Henri SternSo the big I have two. I have two hot takes. Um the big debate I think I think I think crypto is going to usher in a world of global companies in a way that we haven't seen before. I think uh it'll it'll end up marrying with everything that's happening on the agentic side, though. That may take longer than people think. Um but the two contrary intakes, one might be I believe crypto rails will start to peak, meaning uh not not peak P E A K, but P-E-E-K. They will start to show through the interfaces a bit more. As we get comfortable with the medium, there are parts where you will start to see the underlying sort of rails. Like I went to uh Kenya last last um um December and uh I saw uh the tether logo, the USDT, on a on an airport billboard. And I just think there will start to be not just consumer uh recognition for certain stable coins, but actually uh there are parts of, you know, you don't think about TCP IP when you're using the internet, but the word buffer is kind of part of the vernacular. And so I actually think we'll start to see some of the underlying uh technicals peek through in a way that's that's natural to users because the Rails make a lot of sense. Um so that's my my first contrarian take. It's a debate I have very often with people at Stripe. Um and then I think uh the the second is that I I I hold out hope that uh Web3 uh will rise again and that there are uh non-financial applications for crypto, even though um it'll take a very long time for them to develop.
Bam AziziYeah, I I totally understand.
AI Changes Security And Developer Work
Bam AziziMy my second question is uh AI. Um how does how did AI change preview?
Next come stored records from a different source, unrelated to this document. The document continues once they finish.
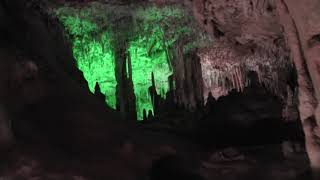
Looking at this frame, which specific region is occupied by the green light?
[129,7,191,119]
[55,9,117,109]
[129,27,172,119]
[55,2,208,120]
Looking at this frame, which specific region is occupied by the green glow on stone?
[129,7,191,119]
[55,12,117,109]
[55,2,207,120]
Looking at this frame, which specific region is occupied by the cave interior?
[0,0,320,180]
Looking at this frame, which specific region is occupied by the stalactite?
[198,41,292,100]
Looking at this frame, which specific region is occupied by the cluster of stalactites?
[198,40,292,102]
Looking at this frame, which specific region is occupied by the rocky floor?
[0,144,308,180]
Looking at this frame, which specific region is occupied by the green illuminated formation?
[129,7,191,119]
[55,3,208,120]
[57,5,117,108]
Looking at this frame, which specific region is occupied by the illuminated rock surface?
[56,3,197,120]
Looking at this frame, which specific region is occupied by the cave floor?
[0,145,308,180]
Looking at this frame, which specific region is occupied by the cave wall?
[0,0,128,152]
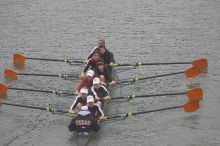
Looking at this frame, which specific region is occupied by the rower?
[68,106,100,135]
[91,77,111,107]
[80,52,103,78]
[99,47,115,64]
[69,87,88,113]
[95,62,116,85]
[85,39,105,63]
[75,70,94,94]
[87,95,106,120]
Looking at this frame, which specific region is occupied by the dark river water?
[0,0,220,146]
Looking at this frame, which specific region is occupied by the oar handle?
[8,87,74,96]
[26,57,65,62]
[117,71,184,84]
[8,87,53,93]
[107,105,183,119]
[18,73,59,77]
[2,103,68,113]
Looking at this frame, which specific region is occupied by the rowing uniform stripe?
[87,46,98,59]
[95,104,105,116]
[91,85,109,98]
[70,96,84,110]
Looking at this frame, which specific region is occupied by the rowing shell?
[75,68,118,146]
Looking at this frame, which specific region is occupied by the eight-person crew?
[68,106,100,135]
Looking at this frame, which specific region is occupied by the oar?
[4,69,79,80]
[107,102,199,119]
[0,101,75,114]
[13,53,83,65]
[111,58,208,69]
[0,84,75,96]
[111,88,203,102]
[117,67,200,84]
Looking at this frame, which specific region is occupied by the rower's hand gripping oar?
[110,58,208,69]
[4,69,79,80]
[116,67,200,84]
[0,84,75,96]
[112,88,203,101]
[13,53,84,65]
[0,101,76,114]
[107,101,199,119]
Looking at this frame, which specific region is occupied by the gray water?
[0,0,220,146]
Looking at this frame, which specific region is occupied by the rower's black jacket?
[101,49,115,64]
[94,67,112,82]
[68,114,100,133]
[83,58,103,73]
[89,85,109,98]
[88,104,104,117]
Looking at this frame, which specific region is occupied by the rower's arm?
[96,104,105,117]
[76,78,87,92]
[83,60,91,73]
[92,118,100,132]
[68,118,76,132]
[70,96,79,110]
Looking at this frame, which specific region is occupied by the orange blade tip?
[186,88,203,102]
[4,69,17,80]
[0,84,8,94]
[13,53,25,65]
[192,58,208,69]
[183,102,199,112]
[185,67,200,78]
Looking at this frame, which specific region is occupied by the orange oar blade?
[13,53,25,65]
[0,84,8,94]
[192,58,208,69]
[186,88,203,102]
[185,67,199,78]
[183,102,199,112]
[4,69,17,80]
How did AI change you?
Henri SternIt's a great question. I mean, we're extremely careful with our uptake of AI in a way that we should probably be embarrassed about, but the reality is we build security software. And so uh we've been very early and hungry adopters of uh AI defensive software, you know, integrated, always on pen testing, uh a number of suites that we integrate into our CI CD uh pipeline and so on and so forth. But we've been a bit slower maybe than we ought to uh in developing basically uh AI code generation because of uh the way in which our stack works and is meant to work. Um but it has certainly changed, I think, some of the development practices at Privy and the way in which we interact with our own product. It's changed. Changed a product itself. Like at this point, we monitor every piece of documentation, every product surface to make sure that it's agent-friendly, that it can be consumed in the way that developers tomorrow and today are building, which is to say, not reading the docs, but feeding them through uh another intelligent uh being and asking it to whip something up. Um, so it's changed our product expectations and our product sense and our product milestones really meaningfully. Um and then I think it's forced us to think about testing differently. Like the reality is subcent transactions become really important in an agentic world. Uh, you know, uh hundreds of thousands, millions uh of transactions a minute become something viable if you're imagining some version of streaming payments on uh machine-to-machine world. And so we've actually been very hungry adopters of the early tooling, like you know, MPP and X402 and so on, because we think it can really push our product to be much better, very much in the same way as you know, the very crypto native parts of the industry help us scale the product for everyone else. Um so that's been a a huge change for us, and and I'm excited to see uh it keep happening. In fact, I think at this point, something like 35% of new signups for Privy as developers are people building agentic wallets. So we're we're just seeing a a lot uh of acceleration there.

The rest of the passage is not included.